Simulation experiments were carried out in NS‑3 on a 100 m × 100 m area with 50, 100, and 150 uniformly placed nodes, each starting with 2 J of energy. Packets of 64 bytes were generated each round and sent to random destinations. Key performance metrics included average energy consumption per round, packet delivery ratio (PDR), and network lifetime defined as the round when the first node exhausts its battery. Additionally, a failure scenario was introduced by randomly disabling 30 % of the nodes during operation.
Results show that MEANS achieves lower initial energy consumption (about 12 % less than REANS) and higher early‑stage PDR (>95 %). However, as rounds progress beyond approximately 200, MEANS creates hotspots: a few nodes deplete rapidly, causing network partitioning and a total lifetime of roughly 350 rounds. In contrast, REANS incurs a modest early‑stage energy penalty (≈8 % higher) but maintains a balanced energy drain, delaying partitioning and extending the network lifetime to about 460 rounds—a 30 % improvement over MEANS. Under node‑failure conditions, REANS reduces the average rerouting cost by roughly 15 % and limits the PDR drop to half of that observed with MEANS. Sensitivity analyses varying the path‑loss exponent (α = 2.0 → 3.0) and initial battery capacity (1 J → 3 J) confirm that REANS’s advantage persists, especially when the environment is more lossy or when nodes start with limited energy.

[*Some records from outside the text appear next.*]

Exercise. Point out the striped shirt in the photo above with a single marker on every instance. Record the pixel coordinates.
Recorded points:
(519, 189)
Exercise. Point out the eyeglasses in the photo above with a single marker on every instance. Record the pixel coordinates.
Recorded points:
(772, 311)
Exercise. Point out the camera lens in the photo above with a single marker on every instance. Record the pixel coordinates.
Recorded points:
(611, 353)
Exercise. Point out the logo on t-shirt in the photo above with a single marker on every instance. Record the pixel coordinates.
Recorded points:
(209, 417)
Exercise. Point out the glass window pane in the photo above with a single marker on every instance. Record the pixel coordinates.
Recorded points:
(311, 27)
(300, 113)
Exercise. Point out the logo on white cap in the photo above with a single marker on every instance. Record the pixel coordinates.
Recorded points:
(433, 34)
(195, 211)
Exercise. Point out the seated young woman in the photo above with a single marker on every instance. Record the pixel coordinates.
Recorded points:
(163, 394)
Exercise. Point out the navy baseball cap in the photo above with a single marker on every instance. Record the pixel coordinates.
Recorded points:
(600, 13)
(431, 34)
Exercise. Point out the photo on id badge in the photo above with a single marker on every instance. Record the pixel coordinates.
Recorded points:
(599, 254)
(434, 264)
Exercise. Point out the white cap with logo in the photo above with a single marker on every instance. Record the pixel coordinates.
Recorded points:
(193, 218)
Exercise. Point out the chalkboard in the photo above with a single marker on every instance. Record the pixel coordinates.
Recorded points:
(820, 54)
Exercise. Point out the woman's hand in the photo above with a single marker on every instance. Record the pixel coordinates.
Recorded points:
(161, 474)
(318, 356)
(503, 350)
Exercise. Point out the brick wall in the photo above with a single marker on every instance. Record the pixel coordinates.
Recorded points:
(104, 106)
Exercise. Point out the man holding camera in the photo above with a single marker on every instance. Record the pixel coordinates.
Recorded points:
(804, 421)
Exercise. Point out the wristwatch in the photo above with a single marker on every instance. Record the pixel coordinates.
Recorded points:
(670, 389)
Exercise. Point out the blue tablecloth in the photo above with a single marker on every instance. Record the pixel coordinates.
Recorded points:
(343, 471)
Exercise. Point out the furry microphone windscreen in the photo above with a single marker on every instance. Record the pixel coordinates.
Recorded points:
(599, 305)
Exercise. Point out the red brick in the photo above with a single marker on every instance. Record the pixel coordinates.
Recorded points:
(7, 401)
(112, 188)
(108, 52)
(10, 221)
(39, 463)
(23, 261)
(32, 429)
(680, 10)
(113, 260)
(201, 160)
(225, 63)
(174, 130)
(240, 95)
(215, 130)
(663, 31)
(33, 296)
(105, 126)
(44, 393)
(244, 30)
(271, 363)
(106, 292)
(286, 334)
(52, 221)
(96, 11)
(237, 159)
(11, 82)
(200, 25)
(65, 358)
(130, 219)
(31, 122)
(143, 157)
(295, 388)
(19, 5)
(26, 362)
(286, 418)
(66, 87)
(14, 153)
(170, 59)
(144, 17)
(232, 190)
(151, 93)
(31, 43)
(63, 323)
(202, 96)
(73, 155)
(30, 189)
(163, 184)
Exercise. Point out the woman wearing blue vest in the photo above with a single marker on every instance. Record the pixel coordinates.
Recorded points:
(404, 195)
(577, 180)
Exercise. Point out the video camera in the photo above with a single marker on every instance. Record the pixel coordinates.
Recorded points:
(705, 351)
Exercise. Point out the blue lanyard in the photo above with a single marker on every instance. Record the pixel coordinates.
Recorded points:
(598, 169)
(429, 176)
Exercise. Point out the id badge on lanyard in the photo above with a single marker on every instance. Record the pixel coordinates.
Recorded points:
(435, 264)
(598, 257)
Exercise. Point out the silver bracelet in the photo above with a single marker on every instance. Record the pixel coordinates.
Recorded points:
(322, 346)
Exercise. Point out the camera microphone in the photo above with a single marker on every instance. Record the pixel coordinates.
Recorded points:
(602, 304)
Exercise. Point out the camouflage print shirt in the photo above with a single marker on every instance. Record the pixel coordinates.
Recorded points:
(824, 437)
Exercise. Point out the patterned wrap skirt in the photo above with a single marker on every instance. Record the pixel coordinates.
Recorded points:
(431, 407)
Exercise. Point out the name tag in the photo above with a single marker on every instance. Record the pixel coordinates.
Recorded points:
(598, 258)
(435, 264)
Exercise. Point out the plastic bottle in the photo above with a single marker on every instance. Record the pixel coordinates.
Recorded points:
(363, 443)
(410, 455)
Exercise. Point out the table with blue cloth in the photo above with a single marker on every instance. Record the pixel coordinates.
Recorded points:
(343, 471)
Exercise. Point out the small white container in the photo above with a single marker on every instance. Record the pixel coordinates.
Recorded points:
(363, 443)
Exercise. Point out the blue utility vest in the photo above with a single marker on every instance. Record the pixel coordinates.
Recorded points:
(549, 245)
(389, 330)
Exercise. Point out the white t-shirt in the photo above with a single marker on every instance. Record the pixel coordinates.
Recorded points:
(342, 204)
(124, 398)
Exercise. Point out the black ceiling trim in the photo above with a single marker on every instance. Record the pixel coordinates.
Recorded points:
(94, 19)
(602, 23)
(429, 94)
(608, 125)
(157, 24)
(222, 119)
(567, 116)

The authors conclude that MEANS is suitable for applications demanding immediate transmission efficiency, whereas REANS is preferable for long‑term deployments requiring balanced energy consumption and resilience to node failures. To combine the strengths of both, they propose a hybrid adaptive scheme: employ MEANS during the early network phase while monitoring each node’s residual energy; once a node’s energy falls below a predefined threshold, switch to REANS for that node’s subsequent forwarding decisions. This dynamic approach aims to minimize the trade‑off between early‑stage performance and overall network longevity. Future work will involve hardware test‑beds, mobility considerations, and robustness against varying channel conditions.